To: Neocon who wrote (504)10/23/1999 2:35:00 PM
From: greenspirit  Read Replies (1) | Respond to of 3246
 
Neo, I would like to add another person from the management field. Alfred Sloan.

Sloan was the first to recognize that the basis for competition had to change from an ability to produce, to an ability to manage growth and diversity. He not only used public financing to generate the necessary capital to sustain growth, but also capitalized on the emerging biological model to provide a structural vehicle for control that made it possible to manage growth and diversity. The biological model in its simplest form, are divided into two parts. A corporate office and operating unit. The corporate office is the "brain of the organization". The operating unit, is the "body", which takes direction from the corporate office.

Sloan's is the model that, with small variations, constitutes the foundation of the MBA programs being taught in all prominent schools of management, including Harvard, Wharton, Stanford and MIT.

Henry Ford's refusal to appreciate the implications of his own success, (that others would copy) and his unwillingness to play the new game ("They can have any color as long as it is black") gave Alfred Sloan of GM the opportunity to dominate the automotive industry. Sloan's concept of product-based divisional structure turned out to be a more effective design for managing growth and diversity. This "new game" learned and played by corporate America, became the benchmark for the rest of the world to copy.

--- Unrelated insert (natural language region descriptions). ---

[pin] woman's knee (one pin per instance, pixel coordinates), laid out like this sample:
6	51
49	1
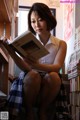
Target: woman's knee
53	78
32	77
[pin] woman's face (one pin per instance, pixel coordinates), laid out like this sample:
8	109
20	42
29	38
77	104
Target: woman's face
38	24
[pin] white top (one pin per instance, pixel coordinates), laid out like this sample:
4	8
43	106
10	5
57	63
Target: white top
52	46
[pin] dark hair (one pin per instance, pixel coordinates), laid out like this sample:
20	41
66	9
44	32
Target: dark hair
45	13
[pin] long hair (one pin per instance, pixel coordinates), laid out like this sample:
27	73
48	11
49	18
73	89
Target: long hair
45	13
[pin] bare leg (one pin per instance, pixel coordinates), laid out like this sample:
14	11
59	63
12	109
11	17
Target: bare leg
50	90
31	87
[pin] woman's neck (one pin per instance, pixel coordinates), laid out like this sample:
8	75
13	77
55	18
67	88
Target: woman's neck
45	37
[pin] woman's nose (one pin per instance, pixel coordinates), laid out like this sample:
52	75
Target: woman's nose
37	23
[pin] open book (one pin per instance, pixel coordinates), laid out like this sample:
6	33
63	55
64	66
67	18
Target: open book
26	44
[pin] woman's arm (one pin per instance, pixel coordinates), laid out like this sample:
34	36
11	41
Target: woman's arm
18	60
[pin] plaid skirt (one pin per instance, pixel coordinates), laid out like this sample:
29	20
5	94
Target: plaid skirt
15	100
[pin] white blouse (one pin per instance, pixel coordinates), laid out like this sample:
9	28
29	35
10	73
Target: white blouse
52	46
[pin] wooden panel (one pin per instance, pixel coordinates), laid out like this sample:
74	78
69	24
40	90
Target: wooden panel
4	58
4	16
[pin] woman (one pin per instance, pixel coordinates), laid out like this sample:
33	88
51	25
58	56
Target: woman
41	77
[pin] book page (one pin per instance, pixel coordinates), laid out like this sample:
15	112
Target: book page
27	43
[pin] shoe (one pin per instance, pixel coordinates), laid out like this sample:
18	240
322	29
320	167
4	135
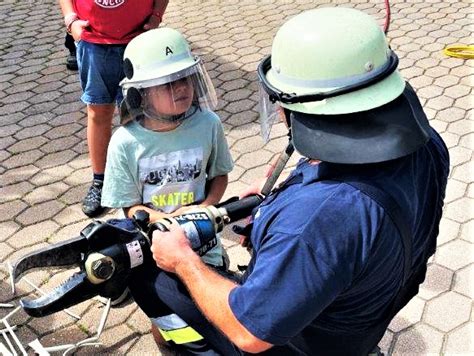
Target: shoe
71	62
91	203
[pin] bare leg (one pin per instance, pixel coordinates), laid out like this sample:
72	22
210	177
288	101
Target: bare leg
99	130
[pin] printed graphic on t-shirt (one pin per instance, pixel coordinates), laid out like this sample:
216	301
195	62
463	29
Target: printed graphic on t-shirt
108	4
172	180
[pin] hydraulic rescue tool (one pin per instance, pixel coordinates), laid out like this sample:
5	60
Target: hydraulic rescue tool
108	254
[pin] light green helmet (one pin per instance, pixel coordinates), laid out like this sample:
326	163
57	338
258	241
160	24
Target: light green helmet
162	57
329	48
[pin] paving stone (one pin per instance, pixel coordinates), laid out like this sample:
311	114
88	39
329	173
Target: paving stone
450	139
467	141
408	316
118	345
5	250
51	175
46	192
16	175
464	102
146	344
7	229
448	231
249	144
139	322
463	281
68	231
438	280
22	159
455	254
32	131
15	191
56	159
420	340
11	209
456	343
27	144
255	159
60	144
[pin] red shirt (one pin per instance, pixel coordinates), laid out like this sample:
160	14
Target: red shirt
113	21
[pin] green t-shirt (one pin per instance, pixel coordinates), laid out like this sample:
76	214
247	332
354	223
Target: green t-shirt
166	170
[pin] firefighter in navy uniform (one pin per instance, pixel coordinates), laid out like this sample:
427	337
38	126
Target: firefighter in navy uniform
342	245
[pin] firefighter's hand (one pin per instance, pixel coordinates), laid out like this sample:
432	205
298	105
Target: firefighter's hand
170	248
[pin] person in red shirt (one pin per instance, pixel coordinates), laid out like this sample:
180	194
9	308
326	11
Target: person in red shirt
101	30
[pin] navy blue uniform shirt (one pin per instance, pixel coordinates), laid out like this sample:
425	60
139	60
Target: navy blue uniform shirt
328	257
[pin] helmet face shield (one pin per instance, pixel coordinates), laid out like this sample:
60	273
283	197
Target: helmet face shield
168	98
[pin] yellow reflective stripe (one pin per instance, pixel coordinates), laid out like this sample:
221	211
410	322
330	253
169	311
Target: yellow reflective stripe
181	336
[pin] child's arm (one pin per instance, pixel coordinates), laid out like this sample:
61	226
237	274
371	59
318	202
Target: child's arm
216	189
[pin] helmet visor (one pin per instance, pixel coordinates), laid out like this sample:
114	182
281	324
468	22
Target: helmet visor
168	98
269	114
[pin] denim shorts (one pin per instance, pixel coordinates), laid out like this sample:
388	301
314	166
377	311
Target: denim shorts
100	72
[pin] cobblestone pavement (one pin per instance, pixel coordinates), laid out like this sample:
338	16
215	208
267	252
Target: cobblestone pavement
45	169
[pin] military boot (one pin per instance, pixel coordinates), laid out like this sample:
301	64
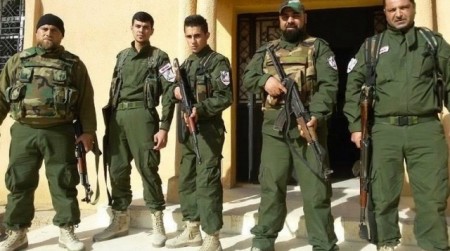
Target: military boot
159	233
190	237
16	240
119	227
211	243
386	248
68	239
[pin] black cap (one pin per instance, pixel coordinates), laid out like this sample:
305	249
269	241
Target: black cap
51	19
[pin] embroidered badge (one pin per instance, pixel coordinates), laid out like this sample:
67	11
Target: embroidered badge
384	49
351	64
225	77
167	73
332	62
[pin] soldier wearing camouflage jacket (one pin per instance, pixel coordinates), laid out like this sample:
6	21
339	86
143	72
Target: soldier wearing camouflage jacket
44	88
310	63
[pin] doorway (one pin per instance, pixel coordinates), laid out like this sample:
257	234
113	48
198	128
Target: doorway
345	30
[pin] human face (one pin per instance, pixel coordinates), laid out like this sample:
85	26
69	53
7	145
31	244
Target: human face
400	14
48	37
292	24
141	31
196	38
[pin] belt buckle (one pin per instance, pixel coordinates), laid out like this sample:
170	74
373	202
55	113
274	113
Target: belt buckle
402	120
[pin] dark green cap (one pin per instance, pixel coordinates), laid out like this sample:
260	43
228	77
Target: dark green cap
295	5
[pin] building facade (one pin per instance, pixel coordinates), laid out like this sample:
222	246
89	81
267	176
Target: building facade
97	30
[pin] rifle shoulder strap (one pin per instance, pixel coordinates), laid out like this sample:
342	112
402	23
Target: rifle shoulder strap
372	51
432	43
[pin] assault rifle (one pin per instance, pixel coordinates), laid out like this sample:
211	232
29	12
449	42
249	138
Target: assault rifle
186	102
293	104
80	154
365	157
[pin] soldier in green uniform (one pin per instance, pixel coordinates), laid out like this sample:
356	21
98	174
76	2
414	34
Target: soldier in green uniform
200	188
310	63
405	127
44	88
142	74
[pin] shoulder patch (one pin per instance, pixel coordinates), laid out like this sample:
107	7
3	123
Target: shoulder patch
225	77
167	72
332	62
384	49
351	64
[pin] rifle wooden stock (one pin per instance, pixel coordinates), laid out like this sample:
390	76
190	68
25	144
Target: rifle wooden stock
186	102
80	154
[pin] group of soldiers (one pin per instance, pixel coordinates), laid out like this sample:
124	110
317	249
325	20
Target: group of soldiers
45	88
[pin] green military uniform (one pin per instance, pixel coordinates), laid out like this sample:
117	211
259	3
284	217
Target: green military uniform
200	187
406	128
310	63
145	76
44	92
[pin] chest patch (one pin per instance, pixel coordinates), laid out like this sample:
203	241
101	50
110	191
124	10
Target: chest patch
167	72
332	62
225	77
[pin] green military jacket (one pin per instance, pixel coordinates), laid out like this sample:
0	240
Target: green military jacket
323	98
404	77
84	109
217	80
139	67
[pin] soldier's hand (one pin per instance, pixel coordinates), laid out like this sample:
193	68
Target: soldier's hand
356	138
193	116
274	87
160	139
87	140
177	93
312	125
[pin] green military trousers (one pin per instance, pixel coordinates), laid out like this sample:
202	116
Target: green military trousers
28	149
278	157
423	147
131	137
200	187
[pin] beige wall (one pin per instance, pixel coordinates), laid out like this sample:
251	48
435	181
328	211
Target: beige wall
97	30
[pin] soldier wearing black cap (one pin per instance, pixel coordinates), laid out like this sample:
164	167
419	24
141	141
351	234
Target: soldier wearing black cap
44	88
310	63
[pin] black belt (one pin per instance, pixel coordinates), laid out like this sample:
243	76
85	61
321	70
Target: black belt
130	105
405	120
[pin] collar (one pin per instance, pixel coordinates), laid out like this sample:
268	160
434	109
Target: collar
409	35
205	51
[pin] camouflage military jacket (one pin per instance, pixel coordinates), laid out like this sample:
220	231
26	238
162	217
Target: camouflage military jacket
209	75
323	93
71	87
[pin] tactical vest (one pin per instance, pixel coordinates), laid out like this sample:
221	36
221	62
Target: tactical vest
299	65
42	92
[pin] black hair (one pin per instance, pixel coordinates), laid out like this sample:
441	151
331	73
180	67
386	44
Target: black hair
142	16
196	20
412	1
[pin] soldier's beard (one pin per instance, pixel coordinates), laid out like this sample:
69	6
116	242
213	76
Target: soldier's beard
47	45
293	35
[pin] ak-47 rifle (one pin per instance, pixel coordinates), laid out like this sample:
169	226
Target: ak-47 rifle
293	104
80	154
365	157
186	102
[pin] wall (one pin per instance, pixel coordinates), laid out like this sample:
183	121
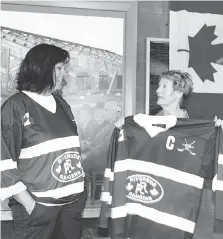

This divisional structure dominated industries the world over until it was challenged by Japan's "lean production system" who's architect was Taiichi Ohno, former Toyota Motors Vice president. Ohno, was influenced by Dr. Deming.

sloan.org

Best, Michael



To: Neocon who wrote (504)10/23/1999 3:22:00 PM
From: Gordon A. Langston  Read Replies (2) | Respond to of 3246
 
Neocon

I am suggesting that we use at least 4 categories to allow for a diversity of opinion while not losing the value of ranking the great people of this century.

Statesmen/Generals
Inventors/Innovators
Fine Arts
Media and Personalities

Once an event, such as WWII is put forth as the dominant event of the century, it is more difficult to rank those not attached to the event.